The relationship between the normalized precipitable water and normalized precipitation also affects model-projected response to warming. Models on the steep part of the non-linear relationship show broader range of sensitivity to warming than those on the flat part (Figs. 6b, 7b). On average models with low normalized precipitable water (i.e., those with good agreement with observation and reanalysis) project a 15% increase between 1996 and 2005 and 2091-2011 under the RCP8.5 scenario with a spread of 10%, while models with higher precipitable water project a mean increase of about 28% increase with a spread of 31%. Therefore, both the multi-model mean projected 20% increase by the end of the century and the 26% spread among all the models are likely overestimates that are heavily skewed by the non-linearity and the larger number of models with higher precipitable water, as discussed above. Bollasina and Ming (2012) also noted the important role of model biases in the southwestern EIO on South Asian monsoon rainfall biases. Based on experiments from a single model, they attributed the relationship between EIO and monsoon rainfall biases to the model excess response to the local meridional SST gradient. Ashfaq et al. (2016) noted that diabatic processes over land also influence monsoon rainfall biases. Levine et al. (2013) showed that cold SST bias in the Arabian Sea contributes to weak summer monsoon in models. Here our analysis of correlations (Fig. 2) points to the convection over the EIO in spring as the source of anomalous northeasterly winds that delay the onset of the summer monsoon and cool the Arabian Sea that may further weaken the summer monsoon, as noted by Levine et al. (2013). We further identify the normalized precipitable water over the EIO as a critical parameter distinguishing model skill in simulating South Asian monsoon precipitation and highlight the far-reaching impact of model biases and uncertainties in the treatment of tropical convection over the oceans on regional precipitation over land.

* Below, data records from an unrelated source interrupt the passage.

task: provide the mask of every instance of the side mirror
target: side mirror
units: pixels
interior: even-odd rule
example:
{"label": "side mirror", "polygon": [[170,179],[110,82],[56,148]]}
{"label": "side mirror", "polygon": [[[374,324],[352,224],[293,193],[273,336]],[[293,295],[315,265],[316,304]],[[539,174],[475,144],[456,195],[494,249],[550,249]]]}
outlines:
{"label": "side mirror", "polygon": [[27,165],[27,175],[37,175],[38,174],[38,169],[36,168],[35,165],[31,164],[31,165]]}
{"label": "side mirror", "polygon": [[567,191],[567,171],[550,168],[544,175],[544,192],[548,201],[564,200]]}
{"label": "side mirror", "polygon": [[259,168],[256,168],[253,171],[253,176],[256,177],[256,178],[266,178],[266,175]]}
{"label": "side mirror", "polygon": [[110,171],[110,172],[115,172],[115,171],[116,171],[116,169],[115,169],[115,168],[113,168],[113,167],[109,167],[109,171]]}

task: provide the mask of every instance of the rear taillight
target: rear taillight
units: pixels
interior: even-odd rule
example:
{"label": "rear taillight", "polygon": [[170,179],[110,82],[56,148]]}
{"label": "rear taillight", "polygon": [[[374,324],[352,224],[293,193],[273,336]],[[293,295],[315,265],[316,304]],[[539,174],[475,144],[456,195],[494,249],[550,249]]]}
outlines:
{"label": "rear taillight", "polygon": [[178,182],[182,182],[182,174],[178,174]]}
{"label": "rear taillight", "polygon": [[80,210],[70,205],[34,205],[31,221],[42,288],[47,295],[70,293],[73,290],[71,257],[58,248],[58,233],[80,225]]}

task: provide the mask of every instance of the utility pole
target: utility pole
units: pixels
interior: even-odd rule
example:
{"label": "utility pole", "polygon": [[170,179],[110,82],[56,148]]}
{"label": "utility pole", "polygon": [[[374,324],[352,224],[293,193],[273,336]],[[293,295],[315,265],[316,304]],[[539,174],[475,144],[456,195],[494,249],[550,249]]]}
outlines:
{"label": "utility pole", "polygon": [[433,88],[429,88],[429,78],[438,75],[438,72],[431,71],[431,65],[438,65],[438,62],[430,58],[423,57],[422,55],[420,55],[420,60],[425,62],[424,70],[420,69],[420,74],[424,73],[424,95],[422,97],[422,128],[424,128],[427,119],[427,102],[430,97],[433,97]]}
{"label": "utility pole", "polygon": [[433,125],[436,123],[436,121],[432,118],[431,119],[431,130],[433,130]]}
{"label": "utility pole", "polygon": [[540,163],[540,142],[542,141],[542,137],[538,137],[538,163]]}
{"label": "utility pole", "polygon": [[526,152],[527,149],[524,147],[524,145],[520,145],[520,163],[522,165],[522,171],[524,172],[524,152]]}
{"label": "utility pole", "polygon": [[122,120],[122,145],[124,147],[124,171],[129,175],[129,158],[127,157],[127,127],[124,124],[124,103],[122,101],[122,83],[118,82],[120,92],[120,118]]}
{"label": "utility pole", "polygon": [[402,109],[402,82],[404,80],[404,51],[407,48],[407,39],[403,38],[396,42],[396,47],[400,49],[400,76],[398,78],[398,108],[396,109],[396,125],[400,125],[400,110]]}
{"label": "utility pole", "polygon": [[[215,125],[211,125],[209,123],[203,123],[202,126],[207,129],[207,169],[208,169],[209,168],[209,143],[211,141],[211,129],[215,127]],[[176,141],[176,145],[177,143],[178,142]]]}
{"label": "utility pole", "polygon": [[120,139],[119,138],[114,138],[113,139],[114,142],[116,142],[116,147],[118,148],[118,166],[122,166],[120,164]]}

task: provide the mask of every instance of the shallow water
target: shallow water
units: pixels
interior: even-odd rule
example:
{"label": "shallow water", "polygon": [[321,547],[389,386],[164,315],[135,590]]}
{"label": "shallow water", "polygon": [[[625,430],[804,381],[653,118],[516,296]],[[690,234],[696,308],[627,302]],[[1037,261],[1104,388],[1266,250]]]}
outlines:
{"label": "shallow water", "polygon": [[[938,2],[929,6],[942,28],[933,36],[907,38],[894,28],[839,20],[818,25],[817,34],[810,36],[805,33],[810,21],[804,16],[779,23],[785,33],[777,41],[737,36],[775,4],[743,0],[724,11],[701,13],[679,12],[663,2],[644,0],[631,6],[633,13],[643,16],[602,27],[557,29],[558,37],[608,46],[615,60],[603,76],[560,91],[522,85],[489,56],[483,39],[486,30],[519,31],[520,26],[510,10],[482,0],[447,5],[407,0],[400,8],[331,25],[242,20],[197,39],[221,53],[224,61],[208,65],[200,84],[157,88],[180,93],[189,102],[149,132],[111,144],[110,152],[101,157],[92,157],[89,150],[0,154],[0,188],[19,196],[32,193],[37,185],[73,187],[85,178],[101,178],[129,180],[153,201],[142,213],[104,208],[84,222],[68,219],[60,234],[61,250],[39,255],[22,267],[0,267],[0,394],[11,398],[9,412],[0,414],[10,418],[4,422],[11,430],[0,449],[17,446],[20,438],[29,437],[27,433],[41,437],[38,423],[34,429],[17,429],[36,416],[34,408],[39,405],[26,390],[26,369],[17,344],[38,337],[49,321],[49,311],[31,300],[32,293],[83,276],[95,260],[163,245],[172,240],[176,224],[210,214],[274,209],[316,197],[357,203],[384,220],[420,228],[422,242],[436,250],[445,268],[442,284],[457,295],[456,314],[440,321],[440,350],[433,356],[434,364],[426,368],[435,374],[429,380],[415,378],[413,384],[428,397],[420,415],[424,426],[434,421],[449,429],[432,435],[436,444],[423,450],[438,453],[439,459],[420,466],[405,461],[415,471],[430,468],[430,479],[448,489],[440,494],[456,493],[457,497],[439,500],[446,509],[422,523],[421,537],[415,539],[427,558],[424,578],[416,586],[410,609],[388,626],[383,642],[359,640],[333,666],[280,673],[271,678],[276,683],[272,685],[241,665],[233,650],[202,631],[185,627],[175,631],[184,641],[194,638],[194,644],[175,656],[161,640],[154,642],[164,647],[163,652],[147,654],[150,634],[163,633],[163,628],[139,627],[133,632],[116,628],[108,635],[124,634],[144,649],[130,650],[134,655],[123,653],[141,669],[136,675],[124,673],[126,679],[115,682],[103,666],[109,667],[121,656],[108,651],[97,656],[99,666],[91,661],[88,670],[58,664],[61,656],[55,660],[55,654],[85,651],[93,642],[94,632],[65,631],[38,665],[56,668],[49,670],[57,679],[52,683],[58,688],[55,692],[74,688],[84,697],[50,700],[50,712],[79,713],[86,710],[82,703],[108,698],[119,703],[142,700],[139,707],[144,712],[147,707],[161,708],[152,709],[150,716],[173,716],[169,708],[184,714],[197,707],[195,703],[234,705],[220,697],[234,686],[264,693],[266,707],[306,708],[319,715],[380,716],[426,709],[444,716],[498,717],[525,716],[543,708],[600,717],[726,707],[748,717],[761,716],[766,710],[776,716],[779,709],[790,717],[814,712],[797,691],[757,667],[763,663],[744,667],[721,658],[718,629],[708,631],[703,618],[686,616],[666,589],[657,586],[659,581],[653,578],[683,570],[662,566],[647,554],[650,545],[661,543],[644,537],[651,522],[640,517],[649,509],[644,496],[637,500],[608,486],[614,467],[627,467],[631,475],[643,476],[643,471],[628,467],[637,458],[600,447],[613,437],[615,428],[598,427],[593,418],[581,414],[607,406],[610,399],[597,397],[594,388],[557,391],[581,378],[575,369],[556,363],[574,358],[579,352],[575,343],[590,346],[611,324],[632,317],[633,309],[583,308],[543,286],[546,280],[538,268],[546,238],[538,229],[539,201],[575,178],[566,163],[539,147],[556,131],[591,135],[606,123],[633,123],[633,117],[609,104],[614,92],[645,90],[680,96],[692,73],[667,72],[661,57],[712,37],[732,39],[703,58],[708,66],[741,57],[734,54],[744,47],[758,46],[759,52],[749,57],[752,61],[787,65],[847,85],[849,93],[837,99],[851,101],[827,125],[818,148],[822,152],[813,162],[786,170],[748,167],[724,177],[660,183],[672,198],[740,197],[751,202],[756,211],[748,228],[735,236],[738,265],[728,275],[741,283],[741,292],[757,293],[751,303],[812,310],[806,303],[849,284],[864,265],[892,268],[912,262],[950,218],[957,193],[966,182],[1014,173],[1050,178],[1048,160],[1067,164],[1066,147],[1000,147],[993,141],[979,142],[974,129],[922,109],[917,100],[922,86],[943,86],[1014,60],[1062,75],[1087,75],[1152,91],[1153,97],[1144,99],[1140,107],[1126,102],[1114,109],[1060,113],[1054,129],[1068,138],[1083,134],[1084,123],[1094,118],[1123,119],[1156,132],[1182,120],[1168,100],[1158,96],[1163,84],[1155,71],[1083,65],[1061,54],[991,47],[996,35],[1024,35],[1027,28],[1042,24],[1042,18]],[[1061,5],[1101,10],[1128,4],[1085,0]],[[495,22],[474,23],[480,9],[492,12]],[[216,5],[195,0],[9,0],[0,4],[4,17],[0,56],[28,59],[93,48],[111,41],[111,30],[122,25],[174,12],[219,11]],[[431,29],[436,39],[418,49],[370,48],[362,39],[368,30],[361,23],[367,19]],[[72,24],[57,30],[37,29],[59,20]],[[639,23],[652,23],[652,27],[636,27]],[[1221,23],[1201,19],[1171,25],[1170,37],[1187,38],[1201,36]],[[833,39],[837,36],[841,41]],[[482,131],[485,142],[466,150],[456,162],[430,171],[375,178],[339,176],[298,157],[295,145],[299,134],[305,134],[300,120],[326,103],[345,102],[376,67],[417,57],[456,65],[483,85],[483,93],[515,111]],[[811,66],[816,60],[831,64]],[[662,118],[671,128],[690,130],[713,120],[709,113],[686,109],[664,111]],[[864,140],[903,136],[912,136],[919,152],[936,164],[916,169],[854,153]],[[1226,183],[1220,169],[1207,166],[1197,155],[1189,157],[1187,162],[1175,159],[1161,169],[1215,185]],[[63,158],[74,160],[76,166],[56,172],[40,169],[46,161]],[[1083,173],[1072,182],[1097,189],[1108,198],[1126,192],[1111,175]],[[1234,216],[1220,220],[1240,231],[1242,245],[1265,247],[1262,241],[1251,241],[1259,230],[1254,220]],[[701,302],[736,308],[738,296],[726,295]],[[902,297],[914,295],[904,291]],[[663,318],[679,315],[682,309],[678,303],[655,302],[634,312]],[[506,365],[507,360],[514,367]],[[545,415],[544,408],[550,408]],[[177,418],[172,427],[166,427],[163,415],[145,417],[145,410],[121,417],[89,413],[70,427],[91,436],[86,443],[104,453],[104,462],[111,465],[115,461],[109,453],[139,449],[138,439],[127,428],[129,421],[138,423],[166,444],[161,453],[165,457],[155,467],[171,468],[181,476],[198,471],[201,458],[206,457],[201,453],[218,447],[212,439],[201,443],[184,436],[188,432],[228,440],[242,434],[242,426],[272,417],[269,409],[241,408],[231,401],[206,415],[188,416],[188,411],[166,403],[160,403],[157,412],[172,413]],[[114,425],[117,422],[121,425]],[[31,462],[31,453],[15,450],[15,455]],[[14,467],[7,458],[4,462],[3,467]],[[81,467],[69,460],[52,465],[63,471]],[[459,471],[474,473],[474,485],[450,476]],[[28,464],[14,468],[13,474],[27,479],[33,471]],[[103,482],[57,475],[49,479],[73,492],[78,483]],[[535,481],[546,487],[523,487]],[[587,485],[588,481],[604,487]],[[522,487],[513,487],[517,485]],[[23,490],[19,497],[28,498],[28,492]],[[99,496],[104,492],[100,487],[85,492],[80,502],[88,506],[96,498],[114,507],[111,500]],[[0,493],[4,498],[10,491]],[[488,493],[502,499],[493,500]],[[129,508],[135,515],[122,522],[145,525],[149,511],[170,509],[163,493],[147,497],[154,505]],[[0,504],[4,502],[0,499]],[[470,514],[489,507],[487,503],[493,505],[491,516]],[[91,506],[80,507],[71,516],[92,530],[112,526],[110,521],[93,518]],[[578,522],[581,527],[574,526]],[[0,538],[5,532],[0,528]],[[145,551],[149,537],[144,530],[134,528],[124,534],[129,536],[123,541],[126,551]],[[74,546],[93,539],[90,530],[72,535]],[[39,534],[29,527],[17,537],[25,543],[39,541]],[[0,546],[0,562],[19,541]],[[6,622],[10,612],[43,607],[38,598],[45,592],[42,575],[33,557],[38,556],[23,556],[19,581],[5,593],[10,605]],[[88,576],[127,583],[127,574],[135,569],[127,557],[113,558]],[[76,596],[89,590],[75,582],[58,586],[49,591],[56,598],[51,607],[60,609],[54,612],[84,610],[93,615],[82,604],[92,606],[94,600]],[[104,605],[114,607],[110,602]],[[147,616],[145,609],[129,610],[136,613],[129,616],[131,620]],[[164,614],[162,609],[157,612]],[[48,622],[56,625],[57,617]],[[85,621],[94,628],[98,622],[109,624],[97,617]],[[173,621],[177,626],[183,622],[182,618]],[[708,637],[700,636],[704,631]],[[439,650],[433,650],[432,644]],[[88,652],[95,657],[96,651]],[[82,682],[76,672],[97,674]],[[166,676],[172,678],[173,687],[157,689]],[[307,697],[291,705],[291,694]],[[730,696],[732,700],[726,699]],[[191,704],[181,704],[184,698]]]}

The non-linear nature of the processes that determine the normalized precipitable water and normalized precipitation implies that they not only amplify small differences in precipitable water to large spread in precipitation, but the non-linear relationship between precipitation and precipitable water can introduce a mean bias in the monsoon precipitation and asymmetric inter-model spread. In a warmer climate, uncertainty in climate sensitivity increases the inter-model spread in precipitable water, which further amplifies the inter-model spread in precipitation through the non-linear relationship between the two. The normalized precipitable water, defined here as the covariance between moisture convergence and precipitation, is a key metric for evaluating the fidelity of climate models, with high predictive power for where a CMIP5 model falls in the non-linear relationship between precipitation and precipitable water in the EIO and whether the model produces a strong or weak monsoon (Fig. 7a). As this parameter directly estimates the sensitivity of convection to small perturbations, it can be used to provide an important constraint on convective parameterizations.